Lectures on current research by departmental faculty and other invited speakers. A required course for all first-year graduate students
Instructor(s): Staff Terms Offered: Autumn, Winter Quarters
Equivalent Course(s): MGCB 31900,DVBI 31900,GENE 31900,HGEN 31900
BCMB 32200. Biophysics of Biomolecules. 100 Units.
This course covers the properties of proteins, RNA, and DNA, as well as their interactions. We emphasize the interplay between structure, thermodynamics, folding, and function at the molecular level. Topics include cooperativity, linked equilibrium, hydrogen exchange, electrostatics, diffusion, and binding.
Instructor(s): T. Sosnick Terms Offered: Spring
Prerequisite(s): Consent of instructor
Equivalent Course(s): BIOS 21328,BPHS 31000
BCMB 32300. Macromolecular Function. 100 Units.
This course will be an in depth assessment of the structure and function of biological membranes. In addition to lectures, directed discussions of papers from the literature will be used. The main topics of the courses are: (1) Energetic and thermodynamic principles associated with membrane formation, stability and solute transport (2) membrane protein structure, (3) lipid-protein interactions, (4) bioenergetics and transmembrane transportmechanisms, and (5) specific examples of membrane protein systems and their function (channels, transporters, pumps, receptors). Emphasis will be placed on biophysical approaches in these areas. The primary literature will be the main source of reading.
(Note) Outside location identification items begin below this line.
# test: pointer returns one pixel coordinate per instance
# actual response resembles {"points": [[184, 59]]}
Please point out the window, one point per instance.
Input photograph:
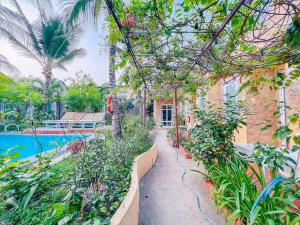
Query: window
{"points": [[200, 99], [166, 115], [230, 91]]}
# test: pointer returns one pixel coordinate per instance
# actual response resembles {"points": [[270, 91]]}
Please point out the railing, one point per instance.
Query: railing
{"points": [[264, 195], [3, 125], [10, 125]]}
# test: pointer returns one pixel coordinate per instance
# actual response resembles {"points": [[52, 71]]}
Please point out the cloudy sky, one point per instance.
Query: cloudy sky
{"points": [[94, 63]]}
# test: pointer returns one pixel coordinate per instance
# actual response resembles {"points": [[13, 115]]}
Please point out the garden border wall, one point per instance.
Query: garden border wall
{"points": [[128, 212]]}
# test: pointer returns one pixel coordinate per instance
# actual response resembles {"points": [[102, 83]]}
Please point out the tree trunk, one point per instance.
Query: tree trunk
{"points": [[139, 105], [48, 76], [116, 124], [144, 106], [176, 118]]}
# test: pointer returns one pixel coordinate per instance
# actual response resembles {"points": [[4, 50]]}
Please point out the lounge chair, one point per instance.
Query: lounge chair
{"points": [[75, 120]]}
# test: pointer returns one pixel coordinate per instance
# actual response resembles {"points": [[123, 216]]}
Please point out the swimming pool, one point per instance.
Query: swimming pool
{"points": [[29, 145]]}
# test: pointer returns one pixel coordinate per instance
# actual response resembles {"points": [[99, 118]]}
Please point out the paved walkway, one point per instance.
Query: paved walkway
{"points": [[165, 200]]}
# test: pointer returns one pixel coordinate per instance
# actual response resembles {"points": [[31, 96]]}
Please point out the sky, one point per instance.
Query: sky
{"points": [[95, 63]]}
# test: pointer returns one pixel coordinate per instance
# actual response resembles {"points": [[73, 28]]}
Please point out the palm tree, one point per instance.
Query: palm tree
{"points": [[6, 66], [48, 41], [89, 10]]}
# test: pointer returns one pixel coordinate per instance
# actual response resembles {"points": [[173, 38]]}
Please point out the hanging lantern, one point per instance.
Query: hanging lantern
{"points": [[109, 104], [130, 21]]}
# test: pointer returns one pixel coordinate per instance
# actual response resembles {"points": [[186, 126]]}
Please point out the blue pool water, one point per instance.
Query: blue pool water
{"points": [[29, 145]]}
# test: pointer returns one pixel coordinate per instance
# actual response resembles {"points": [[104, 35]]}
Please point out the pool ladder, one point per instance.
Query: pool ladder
{"points": [[9, 125]]}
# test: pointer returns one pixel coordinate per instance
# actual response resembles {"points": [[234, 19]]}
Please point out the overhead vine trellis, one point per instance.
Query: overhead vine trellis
{"points": [[173, 42]]}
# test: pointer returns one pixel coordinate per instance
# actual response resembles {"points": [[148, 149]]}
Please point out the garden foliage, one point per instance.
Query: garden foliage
{"points": [[238, 180], [86, 188]]}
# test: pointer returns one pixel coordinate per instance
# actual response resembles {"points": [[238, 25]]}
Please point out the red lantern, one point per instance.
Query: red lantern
{"points": [[130, 21], [189, 119], [109, 104]]}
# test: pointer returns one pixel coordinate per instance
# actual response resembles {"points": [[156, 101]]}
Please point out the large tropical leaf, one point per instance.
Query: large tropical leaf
{"points": [[7, 67], [71, 55], [85, 10]]}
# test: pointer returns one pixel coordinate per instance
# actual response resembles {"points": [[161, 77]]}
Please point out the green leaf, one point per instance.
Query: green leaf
{"points": [[28, 197], [13, 202], [64, 221]]}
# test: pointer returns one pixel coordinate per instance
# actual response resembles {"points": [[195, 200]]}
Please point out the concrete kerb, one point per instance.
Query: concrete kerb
{"points": [[128, 212]]}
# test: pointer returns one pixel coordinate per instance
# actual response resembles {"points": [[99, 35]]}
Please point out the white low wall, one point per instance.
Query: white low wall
{"points": [[128, 212]]}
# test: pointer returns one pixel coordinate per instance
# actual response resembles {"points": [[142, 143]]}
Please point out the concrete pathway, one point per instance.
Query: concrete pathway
{"points": [[164, 198]]}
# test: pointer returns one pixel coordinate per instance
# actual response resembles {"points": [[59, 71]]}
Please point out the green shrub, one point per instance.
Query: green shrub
{"points": [[171, 134], [235, 188], [211, 139], [87, 187]]}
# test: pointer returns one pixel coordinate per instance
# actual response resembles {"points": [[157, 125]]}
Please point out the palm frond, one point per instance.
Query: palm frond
{"points": [[27, 24], [59, 65], [6, 66], [83, 10], [13, 29], [24, 47], [71, 55]]}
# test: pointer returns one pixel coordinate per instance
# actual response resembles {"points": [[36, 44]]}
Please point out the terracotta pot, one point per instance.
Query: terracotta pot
{"points": [[186, 154]]}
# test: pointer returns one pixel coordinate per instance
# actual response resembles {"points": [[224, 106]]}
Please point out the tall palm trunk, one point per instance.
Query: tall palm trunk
{"points": [[116, 124], [48, 76]]}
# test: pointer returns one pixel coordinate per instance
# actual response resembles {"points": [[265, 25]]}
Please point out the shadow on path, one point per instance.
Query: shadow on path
{"points": [[164, 198]]}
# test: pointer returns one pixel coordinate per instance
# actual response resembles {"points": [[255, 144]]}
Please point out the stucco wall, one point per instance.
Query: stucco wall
{"points": [[156, 109], [128, 212]]}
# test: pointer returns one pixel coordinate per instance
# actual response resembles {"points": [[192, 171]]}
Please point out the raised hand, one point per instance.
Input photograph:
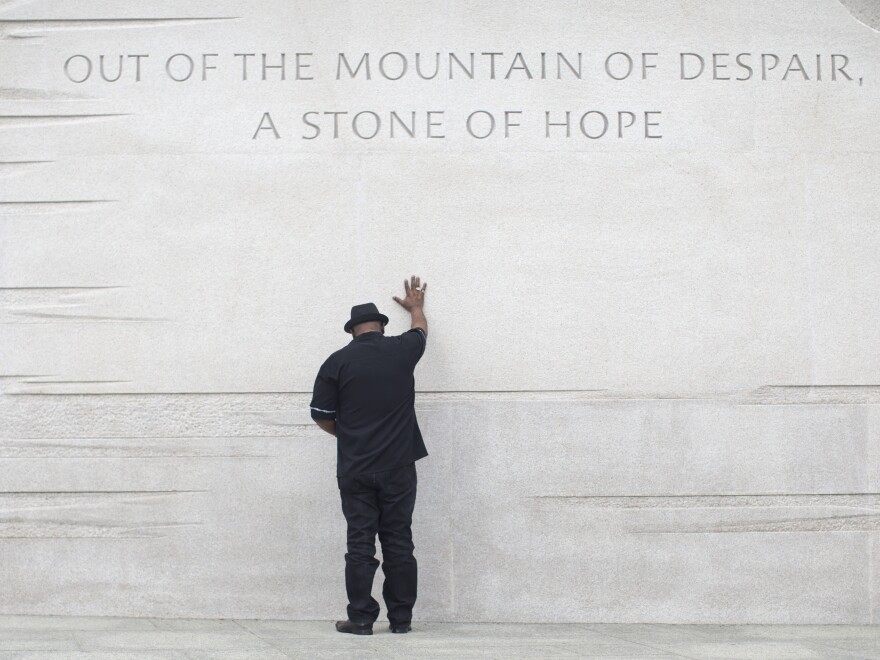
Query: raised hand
{"points": [[415, 294]]}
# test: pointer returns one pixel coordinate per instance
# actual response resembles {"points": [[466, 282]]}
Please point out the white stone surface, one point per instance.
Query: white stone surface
{"points": [[653, 380]]}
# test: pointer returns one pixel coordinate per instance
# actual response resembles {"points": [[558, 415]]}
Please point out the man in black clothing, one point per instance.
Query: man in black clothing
{"points": [[364, 395]]}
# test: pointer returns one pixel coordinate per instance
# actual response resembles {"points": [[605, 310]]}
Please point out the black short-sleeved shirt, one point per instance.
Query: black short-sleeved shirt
{"points": [[369, 389]]}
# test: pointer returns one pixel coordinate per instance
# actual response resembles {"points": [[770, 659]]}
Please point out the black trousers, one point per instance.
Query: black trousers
{"points": [[381, 503]]}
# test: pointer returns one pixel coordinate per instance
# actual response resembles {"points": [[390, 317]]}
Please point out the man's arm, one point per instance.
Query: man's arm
{"points": [[414, 302], [328, 425]]}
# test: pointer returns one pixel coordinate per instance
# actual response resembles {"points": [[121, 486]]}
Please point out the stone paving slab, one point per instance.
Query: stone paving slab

Equivalent Course(s): MGCB 32300
BCMB 32500. Bioorganic Chemistry. 100 Units.
A goal of this course is to relate chemical phenomena with biological activities. We cover two main areas: (1) chemical modifications of biological macromolecules and their potential effects; and (2) the application of spectroscopic methods to elucidate the structure and dynamics of biologically relevant molecules. Not offered in 2012-13.